Eat, Pie, Love.
Teeny Lamothe ’07 is traveling the country to find her piece of the proverbial pie.
By Gary E. Frank
Teeny Lamothe ’07 talks about pie making the way artists talk about painting or sculpture; the ﬁnished work is the name of the vocation.
“I think pie is one of those things that used to be what our grandmothers and mothers did,” says Lamothe, who earned a B.F.A. in acting from IC. “It’s a very traditional dessert; it takes time, it takes eﬀort to make. For me, I think pie is a way of connecting with what my grandmother and mother did, but I’m also putting my own spin on it.”
Her love for pie baking has grown into a desire to make a living at it.

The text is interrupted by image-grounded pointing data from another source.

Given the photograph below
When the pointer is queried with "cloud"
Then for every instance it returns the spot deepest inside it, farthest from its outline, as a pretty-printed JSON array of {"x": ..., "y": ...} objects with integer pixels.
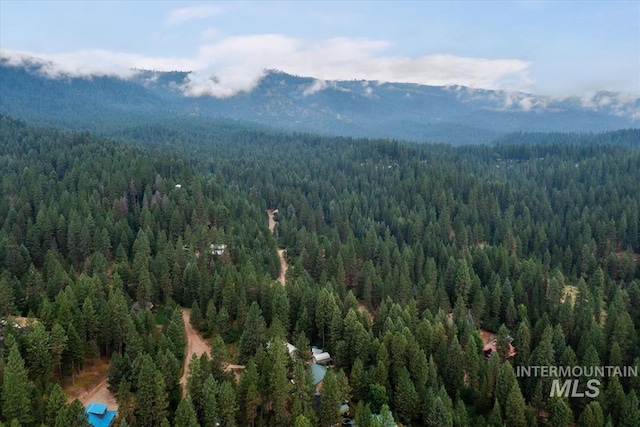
[
  {"x": 179, "y": 16},
  {"x": 238, "y": 63}
]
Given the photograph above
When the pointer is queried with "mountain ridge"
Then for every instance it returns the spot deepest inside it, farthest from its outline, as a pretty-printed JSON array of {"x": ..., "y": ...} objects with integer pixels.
[{"x": 359, "y": 108}]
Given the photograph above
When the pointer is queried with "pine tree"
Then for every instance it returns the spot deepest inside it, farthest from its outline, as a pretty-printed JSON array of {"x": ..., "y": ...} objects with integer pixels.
[
  {"x": 38, "y": 356},
  {"x": 227, "y": 404},
  {"x": 438, "y": 415},
  {"x": 249, "y": 394},
  {"x": 16, "y": 402},
  {"x": 514, "y": 408},
  {"x": 212, "y": 412},
  {"x": 56, "y": 402},
  {"x": 560, "y": 414},
  {"x": 329, "y": 412},
  {"x": 185, "y": 414}
]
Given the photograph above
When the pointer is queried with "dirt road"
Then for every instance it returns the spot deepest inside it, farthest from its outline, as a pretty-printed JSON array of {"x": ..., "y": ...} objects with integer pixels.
[
  {"x": 195, "y": 345},
  {"x": 283, "y": 261}
]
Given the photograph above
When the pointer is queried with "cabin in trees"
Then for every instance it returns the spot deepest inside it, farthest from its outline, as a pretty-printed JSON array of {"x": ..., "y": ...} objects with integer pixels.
[
  {"x": 491, "y": 348},
  {"x": 318, "y": 372},
  {"x": 99, "y": 416}
]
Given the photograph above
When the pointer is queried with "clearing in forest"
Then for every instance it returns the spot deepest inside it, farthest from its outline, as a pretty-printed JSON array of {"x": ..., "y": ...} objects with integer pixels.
[
  {"x": 91, "y": 386},
  {"x": 195, "y": 345},
  {"x": 281, "y": 252}
]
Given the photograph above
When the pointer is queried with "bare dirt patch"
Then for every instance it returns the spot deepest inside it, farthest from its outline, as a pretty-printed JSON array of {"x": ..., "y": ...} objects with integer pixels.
[
  {"x": 91, "y": 386},
  {"x": 487, "y": 337},
  {"x": 195, "y": 345},
  {"x": 281, "y": 252}
]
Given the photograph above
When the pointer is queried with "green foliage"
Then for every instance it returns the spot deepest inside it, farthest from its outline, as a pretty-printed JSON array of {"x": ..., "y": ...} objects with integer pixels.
[{"x": 433, "y": 241}]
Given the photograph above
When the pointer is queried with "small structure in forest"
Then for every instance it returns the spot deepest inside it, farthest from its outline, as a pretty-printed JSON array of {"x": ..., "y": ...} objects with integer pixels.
[
  {"x": 319, "y": 355},
  {"x": 491, "y": 348},
  {"x": 318, "y": 372},
  {"x": 99, "y": 416},
  {"x": 218, "y": 248}
]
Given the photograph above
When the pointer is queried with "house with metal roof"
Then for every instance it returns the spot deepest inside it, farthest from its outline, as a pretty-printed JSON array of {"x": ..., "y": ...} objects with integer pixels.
[{"x": 99, "y": 416}]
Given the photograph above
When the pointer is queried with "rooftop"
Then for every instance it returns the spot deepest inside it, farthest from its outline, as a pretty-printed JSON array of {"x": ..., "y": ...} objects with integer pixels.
[{"x": 99, "y": 416}]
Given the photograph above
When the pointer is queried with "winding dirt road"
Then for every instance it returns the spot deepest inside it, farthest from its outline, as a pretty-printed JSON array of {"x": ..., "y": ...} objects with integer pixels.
[
  {"x": 283, "y": 262},
  {"x": 195, "y": 345}
]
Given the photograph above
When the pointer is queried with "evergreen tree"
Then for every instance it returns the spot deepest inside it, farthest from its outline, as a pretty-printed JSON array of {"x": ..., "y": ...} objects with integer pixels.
[
  {"x": 186, "y": 414},
  {"x": 16, "y": 403}
]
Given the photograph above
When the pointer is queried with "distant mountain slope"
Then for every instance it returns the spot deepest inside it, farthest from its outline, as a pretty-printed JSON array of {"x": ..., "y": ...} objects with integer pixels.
[{"x": 353, "y": 108}]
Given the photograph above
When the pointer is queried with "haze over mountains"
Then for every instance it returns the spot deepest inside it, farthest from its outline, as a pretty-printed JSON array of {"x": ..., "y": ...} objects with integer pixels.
[{"x": 454, "y": 114}]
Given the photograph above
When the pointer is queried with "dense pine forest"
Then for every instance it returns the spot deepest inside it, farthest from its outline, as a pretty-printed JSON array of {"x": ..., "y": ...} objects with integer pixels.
[{"x": 402, "y": 260}]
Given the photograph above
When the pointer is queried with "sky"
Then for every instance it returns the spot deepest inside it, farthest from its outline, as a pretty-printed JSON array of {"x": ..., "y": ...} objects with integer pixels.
[{"x": 554, "y": 48}]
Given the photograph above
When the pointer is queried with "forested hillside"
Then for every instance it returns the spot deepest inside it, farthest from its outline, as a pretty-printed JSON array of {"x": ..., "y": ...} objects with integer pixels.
[
  {"x": 402, "y": 260},
  {"x": 358, "y": 108}
]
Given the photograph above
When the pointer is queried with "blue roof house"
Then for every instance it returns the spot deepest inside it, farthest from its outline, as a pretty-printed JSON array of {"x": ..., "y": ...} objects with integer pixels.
[{"x": 99, "y": 416}]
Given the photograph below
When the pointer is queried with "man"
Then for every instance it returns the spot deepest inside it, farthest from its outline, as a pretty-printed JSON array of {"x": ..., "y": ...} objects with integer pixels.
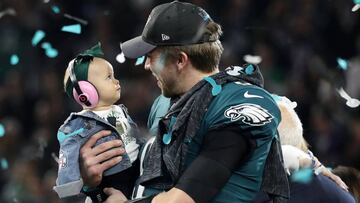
[{"x": 216, "y": 133}]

But, recognizing right away that she knew very little about managing a small business, Lamothe embarked this fall on a “tour of pie,” a journey to pie shops in several different cities to work side-by-side for a month at each stop with shop owners and learn about the business.
“I call it my ‘lady bakership,’ a quest to become the best pie baker I can become in order to have knowledge and understanding of small businesses and all things pie,” says the Littleton, Colorado, native. Lamothe stopped in Ithaca in October, at Emmy’s Organics, which is owned by her classmate Samantha Abrams ’08 and her partner, Ian.
Lamothe, whose ﬁrst name refers to her being born 10 weeks early, has loved pies for as long as she can remember. She even recalls the ﬁrst time she ate a slice of pie, her mother’s cherry pie, which she describes as having the “perfect combination of tart and sweet.”
“When I was little, I had a baby rolling pin and small tins, so I would bake alongside my mother,” she recalls. “My brother and I grew up loving pie. When our birthdays came around, we asked for pie instead of cake.”
After graduation, Lamothe moved to Chicago to pursue work in improvisational theater, eventually becoming a member of the Dog & Pony Theatre Company while working as a nanny during the day. She liked being a nanny but says, “Ultimately I wanted a change, and so I decided to bake.”
In addition to her love for pie baking, Lamothe was also inspired by Waitress, a 2007 independent ﬁlm whose main character concocts unusual recipes like, “I-hate-my-husband pie . . . you take bittersweet chocolate and don’t sweeten it. You make it into a pudding and drown it in caramel.”
“In that movie, it’s all about diﬀerent weird variations on pie,” says Lamothe. “Yesterday, I made a pear-ginger pie with a parmesan crust. It’s a way of thinking about ﬂavors in an entirely different way and seeing how far you can push the envelope and still make something people want to eat.”
The “tour” is supported by Lamothe’s own savings and fund-raising through Indie GoGo, a crowd-sourced capital website. She stays with friends in each of the cities she visits and writes a blog, Teeny Pies, about the experience.
Her tour, which began in Seattle, moved to Boston after Ithaca, and Lamothe planned to work at pie shops in Baltimore and Fairﬁeld County, Connecticut.
Five years from now, Lamothe hopes to be running her own pie shop in Chicago, hopefully with a business partner.
“I love living in Chicago,” Lamothe laughs. “I have a nice base there, and I can force all of my friends to buy my pies.”